Bangun Desa Tanpa Penyalahgunaan Wewenang

Bangun Desa Tanpa Penyalahgunaan Wewenang
“Building Villages Without Abuse of Authority”

Pencegahan selalu lebih baik daripada menindak. Prinsip sederhana ini menjadi landasan penting bagi Kejaksaan Negeri Purwakarta dalam menjalankan salah satu fungsinya, yaitu upaya mencegah terjadinya tindak pidana melalui pendidikan, pembinaan, dan pemberian pemahaman hukum kepada masyarakat. Bukan sekadar menunggu pelanggaran terjadi, namun hadir lebih awal untuk memberi arah dan menjaga agar setiap proses berjalan sesuai ketentuan.

Hari ini, Kejaksaan Negeri Purwakarta mewujudkan fungsi preventif tersebut dengan menyelenggarakan kegiatan penerangan hukum bagi 100 kepala desa se-Kabupaten Purwakarta. Kegiatan ini menjadi langkah strategis untuk memperkuat tata kelola desa, khususnya dalam hal pengelolaan keuangan desa yang kerap menjadi sorotan publik dan menjadi salah satu titik rawan terjadinya penyalahgunaan wewenang.

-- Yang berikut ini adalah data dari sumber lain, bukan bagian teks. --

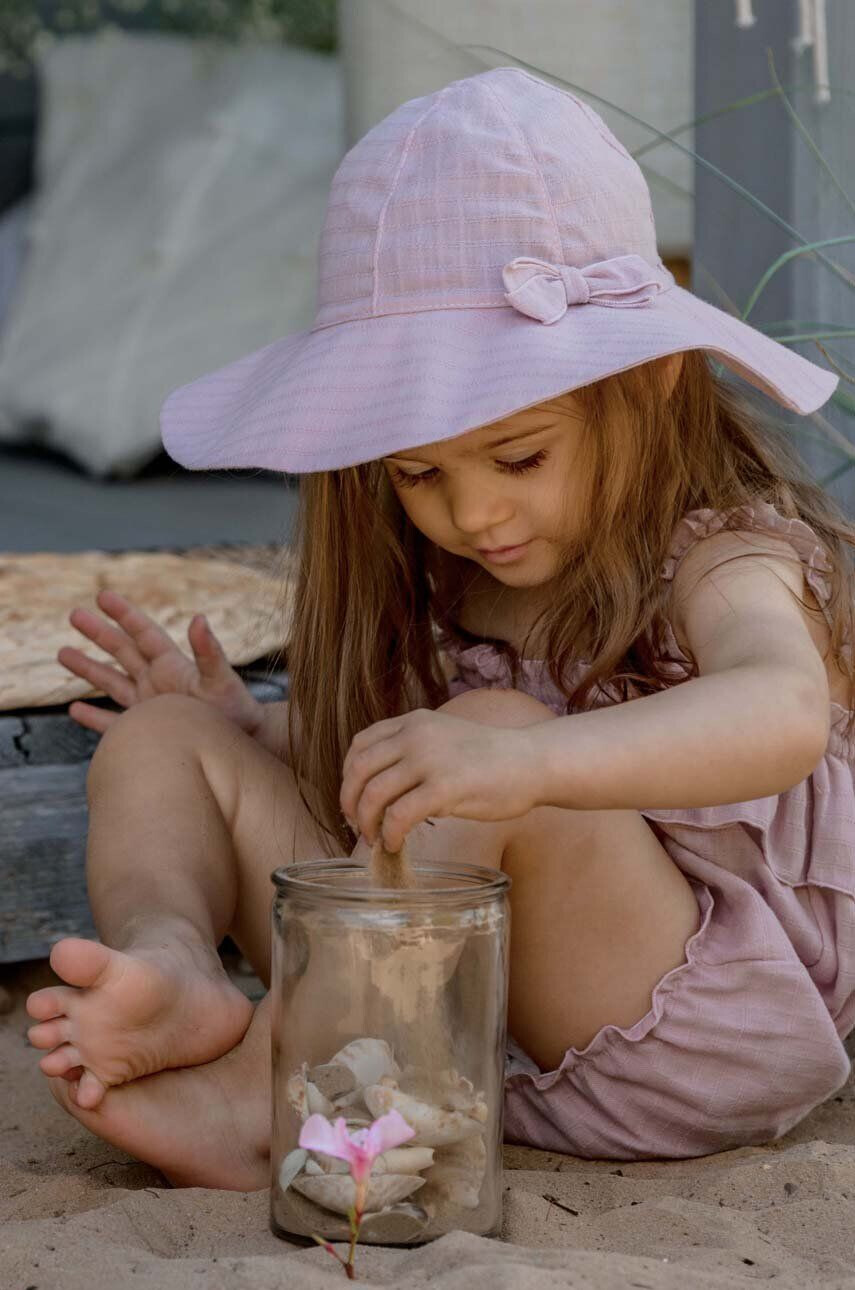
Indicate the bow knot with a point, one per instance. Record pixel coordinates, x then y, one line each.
543 289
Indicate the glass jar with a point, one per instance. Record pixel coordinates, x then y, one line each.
387 999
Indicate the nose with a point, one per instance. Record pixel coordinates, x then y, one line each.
477 510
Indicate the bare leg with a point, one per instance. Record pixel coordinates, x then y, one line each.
587 889
188 817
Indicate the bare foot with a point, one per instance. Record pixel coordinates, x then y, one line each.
204 1126
165 1001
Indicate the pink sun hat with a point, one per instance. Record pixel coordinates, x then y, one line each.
485 248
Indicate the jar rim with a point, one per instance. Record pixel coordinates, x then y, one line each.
304 877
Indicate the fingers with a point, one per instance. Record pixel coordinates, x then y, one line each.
139 640
209 654
101 675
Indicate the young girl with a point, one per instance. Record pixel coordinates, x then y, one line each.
566 604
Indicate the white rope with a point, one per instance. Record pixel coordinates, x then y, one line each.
820 53
744 14
813 32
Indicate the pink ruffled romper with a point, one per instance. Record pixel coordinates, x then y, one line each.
744 1037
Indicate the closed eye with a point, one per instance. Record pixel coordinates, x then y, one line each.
528 463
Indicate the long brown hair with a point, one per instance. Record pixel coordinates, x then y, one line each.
372 591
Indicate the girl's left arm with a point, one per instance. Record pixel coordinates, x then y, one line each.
752 724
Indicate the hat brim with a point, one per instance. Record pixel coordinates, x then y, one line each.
363 390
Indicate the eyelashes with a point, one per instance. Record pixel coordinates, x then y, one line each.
528 463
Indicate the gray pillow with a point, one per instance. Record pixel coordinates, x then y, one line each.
13 249
181 188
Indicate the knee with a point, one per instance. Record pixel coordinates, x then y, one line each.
164 720
498 707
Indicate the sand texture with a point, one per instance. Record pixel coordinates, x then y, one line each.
79 1214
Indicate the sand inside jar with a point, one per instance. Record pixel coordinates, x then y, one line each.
391 868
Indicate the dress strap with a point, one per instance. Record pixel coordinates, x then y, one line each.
757 516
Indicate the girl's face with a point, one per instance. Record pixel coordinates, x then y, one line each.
508 484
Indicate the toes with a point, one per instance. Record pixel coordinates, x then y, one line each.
89 1091
61 1059
49 1002
50 1035
79 961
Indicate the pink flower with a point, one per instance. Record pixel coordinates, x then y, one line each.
360 1148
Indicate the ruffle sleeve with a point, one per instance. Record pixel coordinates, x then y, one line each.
756 516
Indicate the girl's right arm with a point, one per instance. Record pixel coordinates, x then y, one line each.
272 730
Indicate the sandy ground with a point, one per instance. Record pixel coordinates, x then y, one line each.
79 1214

Dalam kegiatan ini, para kepala desa diberikan pemahaman mendalam mengenai pentingnya transparansi dalam setiap perencanaan, akuntabilitas dalam pelaksanaan kegiatan, serta bagaimana menerapkan mekanisme pencegahan sejak awal agar tidak terjerumus ke dalam praktik-praktik yang berpotensi melanggar hukum. Kejari Purwakarta menekankan bahwa setiap rupiah yang dikelola desa adalah amanah untuk kesejahteraan masyarakat, sehingga harus direncanakan dan digunakan dengan benar, terbuka, dan sesuai aturan.

Dengan adanya kegiatan penerangan hukum ini merupakan langkah awal untuk menjaga Purwakarta agar tetap tumbuh berintegritas. Sebab, pencegahan yang baik akan selalu lebih mulia dan lebih bermanfaat daripada penindakan setelah terjadi pelanggaran.